Prologo Nago Evo Saddle

Designed in Italy, built in Taiwan.

With a name like that, you know it’s got some Italian in it, and yes, Prologo designs most of the world’s best bike seats, including those for numerous Tour de France winners. They are experts in polymer experimentation, carbon fiber integration, foam construction–anything needed to build the lightest, most comfortable seats. And where do they build 15 million of them a year? Taiwan.

And the answer is…

The CHANGE 812 folding mountain bike is designed in four countries and built in two, with deep expertise in Taiwan, today’s epicenter of high-quality bike manufacturing.

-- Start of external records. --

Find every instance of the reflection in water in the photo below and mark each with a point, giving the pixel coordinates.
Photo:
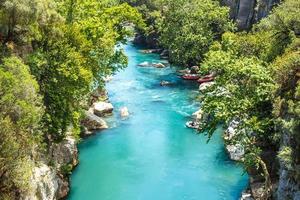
(152, 155)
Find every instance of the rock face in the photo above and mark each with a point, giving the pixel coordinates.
(288, 186)
(65, 152)
(231, 131)
(44, 184)
(47, 183)
(93, 122)
(102, 108)
(247, 12)
(205, 86)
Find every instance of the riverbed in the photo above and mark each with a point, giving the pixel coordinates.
(152, 155)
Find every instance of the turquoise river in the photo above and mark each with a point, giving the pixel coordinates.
(152, 155)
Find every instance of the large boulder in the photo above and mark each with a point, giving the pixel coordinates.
(164, 54)
(46, 184)
(102, 108)
(236, 152)
(232, 130)
(93, 122)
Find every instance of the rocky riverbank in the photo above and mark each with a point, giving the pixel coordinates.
(50, 175)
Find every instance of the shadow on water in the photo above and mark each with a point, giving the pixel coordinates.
(152, 155)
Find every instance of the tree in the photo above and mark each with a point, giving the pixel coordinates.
(190, 27)
(21, 111)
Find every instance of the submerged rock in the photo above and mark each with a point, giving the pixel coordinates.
(236, 152)
(231, 131)
(184, 71)
(246, 196)
(102, 108)
(124, 112)
(193, 124)
(205, 86)
(198, 115)
(195, 69)
(93, 122)
(165, 83)
(159, 65)
(65, 152)
(146, 51)
(145, 64)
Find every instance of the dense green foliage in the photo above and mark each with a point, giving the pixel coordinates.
(257, 80)
(53, 55)
(258, 74)
(188, 28)
(21, 110)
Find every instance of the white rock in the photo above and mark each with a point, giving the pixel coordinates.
(44, 184)
(65, 152)
(93, 122)
(192, 124)
(108, 78)
(231, 131)
(102, 108)
(124, 112)
(246, 196)
(236, 152)
(145, 64)
(198, 115)
(205, 86)
(159, 65)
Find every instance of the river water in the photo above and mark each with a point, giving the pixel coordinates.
(152, 155)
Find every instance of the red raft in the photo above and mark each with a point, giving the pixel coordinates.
(205, 79)
(191, 76)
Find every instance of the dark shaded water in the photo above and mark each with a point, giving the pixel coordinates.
(152, 155)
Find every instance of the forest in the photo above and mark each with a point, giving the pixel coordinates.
(54, 54)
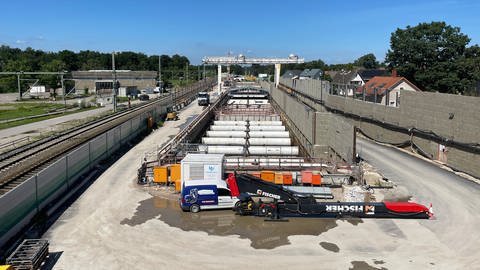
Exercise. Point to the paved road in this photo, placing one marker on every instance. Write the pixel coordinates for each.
(456, 200)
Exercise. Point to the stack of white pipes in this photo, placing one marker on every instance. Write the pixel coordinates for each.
(264, 138)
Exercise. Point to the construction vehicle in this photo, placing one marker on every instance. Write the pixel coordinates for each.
(286, 203)
(171, 115)
(203, 99)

Now that FOX has moved their assembly line to Taiwan, there isn’t the strange case of US forks exported from California to Tawain, only to be re-imported on a bike for California customers. It’s just one super-powerful supply chain in Taiwan that integrates the best design from around the world, builds it to world-class standards, and distributes to the world.

What’s in YOUR bike?

Bob Forgrave's Signature

Bob Forgrave is president of Flatbike, an
ecommerce company offering full-size folding bikes
and kits to make any bike take up half the space.



  1. Chad Davis says:

    I have one of these change bicycles, but mine just has the original straight shot of straight forks on the front it doesn’t have the shock on the front it just has regular forks solid forks. but I have on the box and it’s all original and I’m wondering what the retail costs that bike is and what year it was produced.

    1. Bob Forgrave says:

      Hi, Chad. This really doesn’t give me enough to go on, but here’s some semi-useful background. If we’re talking about the mountain bike frame (with the thick downtube from handlebars to pedals), the wheels used to be 26″ before switching to 27.5″. So that makes it about 2018 or earlier.

      And if you’ve got one of these MTB-frame bikes with a solid fork that isn’t carbon fiber, then it’s earlier than 2016.

      I have no idea how you’d assign either a historical or current dollar value. There’s no blue book with bikes as with cars. Today’s equivalent bike with a ton of upgrades is about $1400-$1600 depending upon what model we’re talking about.